Происходит ли такое прозвание от забытого имени божества, сказать в настоящий момент, увы, невозможно. Прояснить картину могли бы помочь календарные особенности празднований Ярилиных дней у восточных славян, но они потребуют от нас погрузиться глубоко в проблему традиционного календаря и затронуть ряд астрономических вопросов, что не является в настоящий момент нашей задачей.

В любом случае мы считаем наиболее вероятным, что Ярило (Яровит?) – воплощение не столько плодородия и уж тем более не солнца, но той силы, которая побуждает зеленеть поля и леса, пробуждает в людях любовное стремление друг к другу и, переходя из мира богов в мир людей, ежегодно умирает, проникнув во всё живое.
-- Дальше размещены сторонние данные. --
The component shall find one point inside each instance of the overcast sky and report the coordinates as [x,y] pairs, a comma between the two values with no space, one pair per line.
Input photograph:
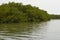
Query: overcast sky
[52,6]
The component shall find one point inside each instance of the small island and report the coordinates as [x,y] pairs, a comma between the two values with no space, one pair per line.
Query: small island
[17,12]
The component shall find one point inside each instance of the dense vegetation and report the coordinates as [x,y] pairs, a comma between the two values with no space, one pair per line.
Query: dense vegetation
[53,16]
[17,12]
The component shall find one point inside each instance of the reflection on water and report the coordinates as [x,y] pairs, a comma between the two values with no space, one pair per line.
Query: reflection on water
[31,31]
[23,31]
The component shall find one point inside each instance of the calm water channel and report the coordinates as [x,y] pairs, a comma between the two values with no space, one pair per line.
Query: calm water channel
[29,31]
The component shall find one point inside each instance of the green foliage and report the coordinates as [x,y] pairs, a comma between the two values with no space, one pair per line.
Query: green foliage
[17,12]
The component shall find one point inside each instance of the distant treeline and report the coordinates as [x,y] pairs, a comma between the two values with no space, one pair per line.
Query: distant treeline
[53,16]
[17,12]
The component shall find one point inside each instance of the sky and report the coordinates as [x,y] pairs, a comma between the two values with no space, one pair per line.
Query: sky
[51,6]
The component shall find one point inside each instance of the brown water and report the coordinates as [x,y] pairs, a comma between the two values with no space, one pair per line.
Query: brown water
[44,31]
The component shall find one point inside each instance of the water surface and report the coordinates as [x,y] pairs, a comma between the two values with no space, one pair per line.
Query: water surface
[31,31]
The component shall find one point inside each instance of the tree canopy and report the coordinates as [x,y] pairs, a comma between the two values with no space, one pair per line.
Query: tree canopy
[17,12]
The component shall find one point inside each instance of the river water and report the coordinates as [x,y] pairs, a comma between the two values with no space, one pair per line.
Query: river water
[43,31]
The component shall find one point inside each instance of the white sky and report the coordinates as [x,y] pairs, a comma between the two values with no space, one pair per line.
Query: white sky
[52,6]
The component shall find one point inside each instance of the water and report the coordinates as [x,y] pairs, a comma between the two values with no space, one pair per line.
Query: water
[29,31]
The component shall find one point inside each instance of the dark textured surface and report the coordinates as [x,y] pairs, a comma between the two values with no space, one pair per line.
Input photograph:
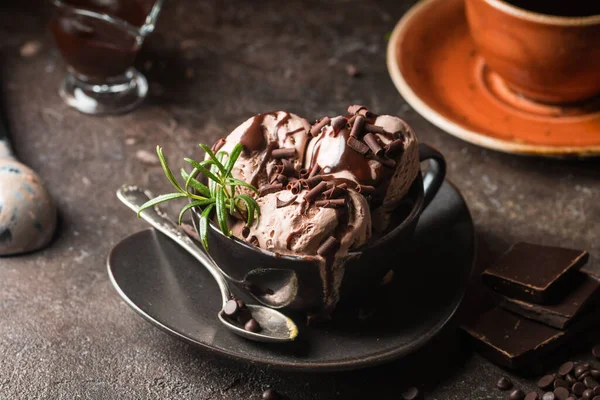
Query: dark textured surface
[66,334]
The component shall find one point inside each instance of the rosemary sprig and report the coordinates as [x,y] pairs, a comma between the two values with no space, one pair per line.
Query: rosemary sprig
[222,195]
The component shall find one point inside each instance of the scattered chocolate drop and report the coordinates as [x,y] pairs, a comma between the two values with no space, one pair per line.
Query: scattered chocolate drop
[271,394]
[516,394]
[252,325]
[504,383]
[411,394]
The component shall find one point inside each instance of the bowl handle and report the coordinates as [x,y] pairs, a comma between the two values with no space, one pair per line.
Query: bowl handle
[434,177]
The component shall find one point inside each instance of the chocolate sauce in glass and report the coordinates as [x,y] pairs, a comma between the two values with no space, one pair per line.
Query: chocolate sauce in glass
[94,48]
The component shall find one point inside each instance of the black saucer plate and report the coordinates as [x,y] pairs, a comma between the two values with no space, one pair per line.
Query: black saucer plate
[167,287]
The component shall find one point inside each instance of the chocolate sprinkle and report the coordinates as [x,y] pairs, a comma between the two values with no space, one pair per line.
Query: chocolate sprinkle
[357,145]
[218,144]
[357,127]
[286,152]
[373,144]
[331,203]
[267,189]
[328,247]
[316,128]
[395,148]
[314,192]
[314,171]
[285,203]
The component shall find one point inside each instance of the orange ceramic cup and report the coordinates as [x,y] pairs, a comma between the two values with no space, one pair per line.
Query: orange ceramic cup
[547,58]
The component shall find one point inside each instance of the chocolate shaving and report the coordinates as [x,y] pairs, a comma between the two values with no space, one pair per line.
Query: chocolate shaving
[366,190]
[373,144]
[288,167]
[357,145]
[355,108]
[285,203]
[331,203]
[314,192]
[267,189]
[303,173]
[329,247]
[218,144]
[314,171]
[375,129]
[316,128]
[286,152]
[357,128]
[395,148]
[338,124]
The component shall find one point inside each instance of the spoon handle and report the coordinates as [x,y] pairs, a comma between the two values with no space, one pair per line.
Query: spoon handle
[133,197]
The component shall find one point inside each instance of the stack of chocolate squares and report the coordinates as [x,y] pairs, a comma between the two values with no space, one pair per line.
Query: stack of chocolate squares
[541,300]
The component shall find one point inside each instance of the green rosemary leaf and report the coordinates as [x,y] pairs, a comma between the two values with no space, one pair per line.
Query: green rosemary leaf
[203,228]
[202,169]
[237,182]
[213,157]
[222,211]
[167,170]
[160,199]
[190,181]
[235,153]
[198,203]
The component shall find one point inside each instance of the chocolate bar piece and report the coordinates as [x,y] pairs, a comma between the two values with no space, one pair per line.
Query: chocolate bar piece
[516,342]
[584,292]
[532,272]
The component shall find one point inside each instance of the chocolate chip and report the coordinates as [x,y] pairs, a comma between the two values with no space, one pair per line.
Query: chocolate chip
[270,394]
[560,383]
[587,394]
[561,393]
[566,368]
[504,383]
[578,388]
[411,393]
[545,382]
[252,325]
[230,308]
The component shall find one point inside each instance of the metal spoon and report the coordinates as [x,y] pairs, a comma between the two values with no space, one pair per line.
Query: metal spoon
[27,212]
[275,327]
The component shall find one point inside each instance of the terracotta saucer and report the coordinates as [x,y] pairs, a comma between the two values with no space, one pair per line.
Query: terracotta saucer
[433,63]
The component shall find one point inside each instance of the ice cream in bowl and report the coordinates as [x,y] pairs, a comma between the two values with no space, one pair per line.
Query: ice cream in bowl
[336,202]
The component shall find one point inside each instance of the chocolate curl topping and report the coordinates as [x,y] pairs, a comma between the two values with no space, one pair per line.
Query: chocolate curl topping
[316,128]
[285,203]
[314,181]
[286,152]
[355,109]
[303,173]
[338,124]
[218,144]
[314,171]
[357,128]
[357,145]
[373,144]
[395,148]
[331,203]
[314,192]
[288,167]
[366,190]
[267,189]
[294,187]
[329,247]
[375,129]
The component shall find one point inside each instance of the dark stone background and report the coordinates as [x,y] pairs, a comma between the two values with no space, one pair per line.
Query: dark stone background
[64,332]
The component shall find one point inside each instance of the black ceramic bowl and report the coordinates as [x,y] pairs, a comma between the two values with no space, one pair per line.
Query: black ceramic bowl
[367,265]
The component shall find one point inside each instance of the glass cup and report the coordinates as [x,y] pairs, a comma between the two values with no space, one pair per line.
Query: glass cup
[99,40]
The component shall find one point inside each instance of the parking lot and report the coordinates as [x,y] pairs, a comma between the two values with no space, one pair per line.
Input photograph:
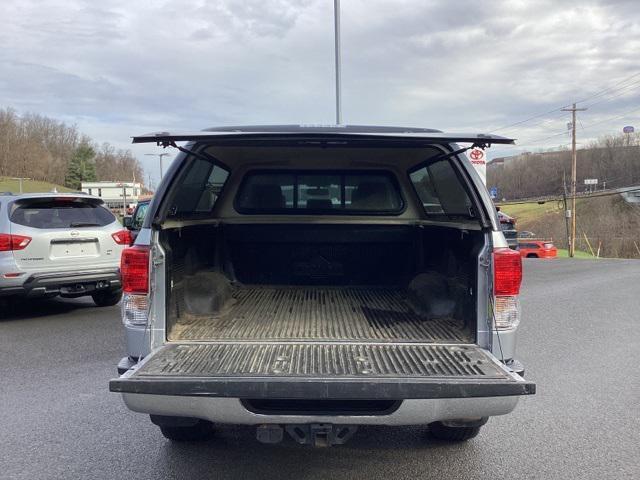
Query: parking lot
[579,340]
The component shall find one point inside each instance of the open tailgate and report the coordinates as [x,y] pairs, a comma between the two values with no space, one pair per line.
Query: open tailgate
[322,371]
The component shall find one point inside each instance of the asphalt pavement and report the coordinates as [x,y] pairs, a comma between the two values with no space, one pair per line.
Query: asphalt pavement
[579,340]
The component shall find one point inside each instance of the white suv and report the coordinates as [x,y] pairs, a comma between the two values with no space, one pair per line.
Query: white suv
[60,244]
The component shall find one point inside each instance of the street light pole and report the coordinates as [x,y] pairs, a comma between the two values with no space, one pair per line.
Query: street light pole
[336,16]
[159,155]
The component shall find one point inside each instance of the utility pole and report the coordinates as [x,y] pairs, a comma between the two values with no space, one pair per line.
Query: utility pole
[573,110]
[566,210]
[336,17]
[159,155]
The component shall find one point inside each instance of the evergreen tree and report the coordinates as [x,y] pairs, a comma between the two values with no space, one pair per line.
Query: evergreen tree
[82,167]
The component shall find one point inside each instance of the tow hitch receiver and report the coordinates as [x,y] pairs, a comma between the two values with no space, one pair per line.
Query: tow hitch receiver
[321,434]
[314,434]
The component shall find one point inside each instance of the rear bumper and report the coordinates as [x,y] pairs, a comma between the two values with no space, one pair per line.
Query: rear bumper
[232,411]
[320,388]
[69,284]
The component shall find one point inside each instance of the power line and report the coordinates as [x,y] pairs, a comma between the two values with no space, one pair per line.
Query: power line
[559,109]
[528,119]
[613,87]
[620,94]
[609,119]
[542,200]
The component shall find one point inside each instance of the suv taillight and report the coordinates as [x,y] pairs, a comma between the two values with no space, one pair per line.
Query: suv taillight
[10,242]
[507,268]
[507,277]
[134,268]
[122,237]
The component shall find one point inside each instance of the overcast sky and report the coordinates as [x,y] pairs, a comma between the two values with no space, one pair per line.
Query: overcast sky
[119,67]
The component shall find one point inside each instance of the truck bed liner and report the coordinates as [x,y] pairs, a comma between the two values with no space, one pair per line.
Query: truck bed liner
[319,313]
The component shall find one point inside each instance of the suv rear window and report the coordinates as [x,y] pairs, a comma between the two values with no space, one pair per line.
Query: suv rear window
[60,213]
[440,190]
[367,193]
[199,189]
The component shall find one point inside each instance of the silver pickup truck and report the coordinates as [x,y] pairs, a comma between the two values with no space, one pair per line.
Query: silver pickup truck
[310,279]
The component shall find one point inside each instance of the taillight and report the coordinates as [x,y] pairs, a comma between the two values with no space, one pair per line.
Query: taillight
[507,277]
[507,268]
[10,242]
[122,237]
[134,268]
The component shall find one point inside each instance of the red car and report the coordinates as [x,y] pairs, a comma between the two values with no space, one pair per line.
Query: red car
[538,249]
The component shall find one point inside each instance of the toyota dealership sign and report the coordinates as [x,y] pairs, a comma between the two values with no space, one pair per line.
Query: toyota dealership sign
[479,161]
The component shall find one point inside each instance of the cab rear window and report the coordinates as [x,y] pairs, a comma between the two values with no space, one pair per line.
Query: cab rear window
[60,213]
[332,193]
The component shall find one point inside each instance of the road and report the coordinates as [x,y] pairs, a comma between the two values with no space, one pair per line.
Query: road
[579,341]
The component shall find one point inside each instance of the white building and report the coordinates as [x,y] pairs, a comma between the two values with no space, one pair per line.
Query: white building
[114,194]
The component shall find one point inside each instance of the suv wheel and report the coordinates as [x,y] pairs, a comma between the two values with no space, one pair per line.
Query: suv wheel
[454,431]
[202,430]
[107,298]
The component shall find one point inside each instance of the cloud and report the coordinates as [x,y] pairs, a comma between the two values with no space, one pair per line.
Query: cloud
[118,68]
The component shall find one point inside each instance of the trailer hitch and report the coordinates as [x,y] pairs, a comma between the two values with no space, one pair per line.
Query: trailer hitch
[314,434]
[321,434]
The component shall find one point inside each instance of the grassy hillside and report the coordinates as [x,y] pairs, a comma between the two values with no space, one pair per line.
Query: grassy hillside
[605,223]
[29,186]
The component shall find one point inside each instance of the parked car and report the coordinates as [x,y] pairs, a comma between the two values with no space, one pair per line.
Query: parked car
[309,280]
[134,222]
[538,249]
[60,244]
[508,227]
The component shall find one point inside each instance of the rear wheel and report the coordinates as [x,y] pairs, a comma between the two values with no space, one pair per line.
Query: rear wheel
[202,430]
[107,298]
[455,431]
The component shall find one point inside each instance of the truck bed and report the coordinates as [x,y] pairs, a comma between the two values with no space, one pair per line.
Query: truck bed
[307,313]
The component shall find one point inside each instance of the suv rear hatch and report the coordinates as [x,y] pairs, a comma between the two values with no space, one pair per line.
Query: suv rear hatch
[65,232]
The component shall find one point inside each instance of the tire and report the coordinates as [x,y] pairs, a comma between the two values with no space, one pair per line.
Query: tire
[201,431]
[107,299]
[441,431]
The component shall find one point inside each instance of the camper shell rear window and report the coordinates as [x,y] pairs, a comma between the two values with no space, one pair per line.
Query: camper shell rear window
[319,192]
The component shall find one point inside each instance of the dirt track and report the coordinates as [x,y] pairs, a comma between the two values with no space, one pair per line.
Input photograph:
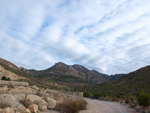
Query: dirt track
[96,106]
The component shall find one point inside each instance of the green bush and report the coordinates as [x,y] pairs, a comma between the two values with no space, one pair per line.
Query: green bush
[86,94]
[8,79]
[143,99]
[3,78]
[71,105]
[25,101]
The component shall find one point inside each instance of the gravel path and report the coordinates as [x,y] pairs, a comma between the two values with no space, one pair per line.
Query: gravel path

Эта сила приводит к заключению небесного брака, обеспечивая союз Земли и Неба, что вершится в самую короткую ночь в году. Затем она напитывает собою плоды земли и, возможно, по осени вновь уходит в мир богов – дабы воротиться вновь следующей весной. Если так, то налицо довольно глубокий «уровень абстракции» и развития мифологии, существование которого у славян столь яростно стремятся опровергнуть исследователи вроде Мансикки или Ловмянского иже с ними.

Так или иначе у авторов возникает ряд пока неразрешимых в лоб вопросов:

– насколько соответствует действительности сообщение, что роль Ярилы в белорусской обрядности выполняет девушка, хотя бы и снабжённая выраженными мужскими признаками? Можно ли это расценивать как память об оргиастическом характере культа в честь весенней плодородной силы?

– была ли всё же «мёртвая голова», точно ли она человечья, уж не конская ли?

– какова связь Ярилы и Купалы с учётом того, что на Русском Севере праздник летнего солнцеворота называли Ярилин день? Не связан ли обычай похорон Ярилы с памятью о древнейшем обычае ритуального жертвоприношения «священного царя» типа Диониса (не лишённого, согласно «Деяниям Диониса» Нонна Панополитанского, воинских черт)?

– правомерно ли полное отождествление стареющего и умирающего, но воскресающего Ярилы и бессмертного Яровита (=Марса) и если да, то в какой степени?

ТРИГЛАВ ИЛИ ТРИГЛА!

В трактате XVII в. о богах лужицких сорбов А. Френцель посвятил одну из глав некоей Тригле «De Trigla, Dea Poli, Soli Salique» (Commentarius). Возможно, это стоит перевести не «Богиня полей и земли», а «Богиня неба, земли и благополучия». «Полей» – от ошибочной интерпретации слова Poli. Polus – «небесный свод» + solum – «земля, почва» + salus – «благополучие, безопасность». Его данные повторили М. Глинка с А. Кайсаровым – славянофилы начала XIX в.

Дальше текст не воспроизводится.